Thomas Haemmerli am 27. Mai 2007 am 07:39 Uhr

Noch eine Dame, die mir interessiert in den Schritt kuckt. Und sich gleichgültig abwendet. Was einer wert ist, entscheidet sich unterhalb des Bauchnabels. Jedenfalls am Dok-Filmfestival Toronto. Da baumelt, zumal wenn man so klein gewachsen ist wie ich, das Täfelchen mit den «Credentials». Das ent­scheidet über Wohl und Wehe an Cocktails, es entscheidet, ob man für Konversation in Frage kommt oder bloss ein humanoides Hindernis ist, das unnützerweise den knap­pen Raum verstellt.
Das Kärtchen entscheidet, ob «gepitcht» wird oder nicht. «Pitchen» meint forciertes Verkaufen und Anpreisen eines Films oder Projektes.
Steht auf dem Schild «Direc­tor » bzw.
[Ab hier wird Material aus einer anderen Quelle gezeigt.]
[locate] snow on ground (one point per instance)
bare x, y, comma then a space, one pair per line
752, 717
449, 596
Regisseur wie bei mir, dann gehört man zu den Aussätzigen. Zu den armen Schluckern, die selber pitchen wollen und deshalb ständig Ausschau halten nach Pro-d­uktionsgesellschaftsall-mächtigen, Jurymitgliedern und Televisionsredaktoren mit Budgetverantwortung.
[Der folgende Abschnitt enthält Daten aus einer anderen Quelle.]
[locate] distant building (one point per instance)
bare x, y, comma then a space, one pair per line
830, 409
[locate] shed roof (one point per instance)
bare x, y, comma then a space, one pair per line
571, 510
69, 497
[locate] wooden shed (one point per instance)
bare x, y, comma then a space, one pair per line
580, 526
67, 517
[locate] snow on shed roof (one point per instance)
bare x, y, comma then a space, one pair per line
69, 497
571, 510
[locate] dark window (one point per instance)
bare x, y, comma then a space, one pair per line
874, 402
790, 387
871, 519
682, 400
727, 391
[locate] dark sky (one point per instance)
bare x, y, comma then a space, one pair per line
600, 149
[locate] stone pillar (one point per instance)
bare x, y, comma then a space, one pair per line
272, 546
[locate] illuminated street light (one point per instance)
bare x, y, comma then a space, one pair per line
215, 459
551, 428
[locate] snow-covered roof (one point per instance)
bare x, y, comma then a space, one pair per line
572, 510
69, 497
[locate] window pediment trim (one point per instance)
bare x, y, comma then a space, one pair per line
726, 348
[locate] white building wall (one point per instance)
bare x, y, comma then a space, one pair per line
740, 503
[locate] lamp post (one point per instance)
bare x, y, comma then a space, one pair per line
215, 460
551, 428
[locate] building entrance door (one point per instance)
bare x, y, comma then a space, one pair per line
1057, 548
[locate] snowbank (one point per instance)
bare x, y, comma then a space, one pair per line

Nur selten begegnen einem Irre, die blind alles und jeden anfallen. Das geht so: «Hi, ich bin Jennifer. Und ich habe dieses Projekt, bei dem geht es darum…». Dann sage ich: «Jen-Honey, ich bin Rausch­alkoholiker, deshalb muss ich ganz dringend an die Bar!»
Am anderen Ende der Hierarchie stehen Personen, die so wichtig sind, dass sie ihr Kärtchen gar nicht brau­chen. König der Könige ist Nick Fraser, der bei der BBC bestimmt. Und wenn der zynische, kruppstahlharte Fraser kauft, hat man es in der anglophonen Welt geschafft. («I did this Movie with Nick!») Deshalb er­scheint Fraser stets in Be­gleitung einer Schlange, in der Würmer für eine Audienz anstehen. Wurm Haemmerli kriegt 30 Sekunden und den Bescheid, er solle seinen Streifen doch ans BBC-Sek­retariat senden. Next! Wurm Haemmerli möchte darauf hinweisen, dass schon alleine das Torontofestival weit über 2000 ungefragte Filme erhal­te, im Sekretariat von Hoch­wohlgeboren müssten also NEXT!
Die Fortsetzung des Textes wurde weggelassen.